Courage has asked for the wisdom of the Perl Monks concerning the following question:

Deal possessors of Perl Wisdom!

Please advice on my hopefully simple following question.

Modern perls have an "UTF8" flag attached for each scalar. perldoc perlunicode clearly states this.
There are functions to convert to/from utf8 in place, and there are functions that just set on or off "UTF8" flag

But how do I distinguish whether or not should I treat a data as Unicode returned from some C library?

As an example, sssume I had few scalars written into database, some of them just binary data, some are Unicode, and after that I get my scalars back from DB. How do I distinguish which is simply binary and which is Unicode?

Should I always store "utf8-ness" information always with my scalars?
Is there exists a better and cleaner way?

Thanks in advance,
Courage, the Cowardly Dog

Replies are listed 'Best First'.
Re: How to recognize Unicode data received from any C library?
by liz (Monsignor) on Aug 24, 2003 at 20:18 UTC
    You might want to consider adding a BOM to your Unicoded characterstreams. But that would only make sense if your application is the only one writing to the fields in the database.

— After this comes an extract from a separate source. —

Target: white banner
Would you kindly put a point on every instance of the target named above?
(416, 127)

    Otherwise you're stuck with store the utf8-ness of information somewhere else. Although some database (drivers) may "know" that it's UTF-8 as well (when having been fed Perl UTF-8-marked strings through DBI) and may restore that information when reading (taking away your "need" to know this). Other monks may know this for sure.

    Liz

      Indeed.

      I thought bit more and realized that I should somehow "ask" C library about Unicode-ness of data: as long as my question arises, underlying "C" library should support it and should know about Unicode-ness of its data, regardless of method (BOM or storing somewhere else).

      DB was just an example of my more general problem.

      Thank you, you really helped me a bit further.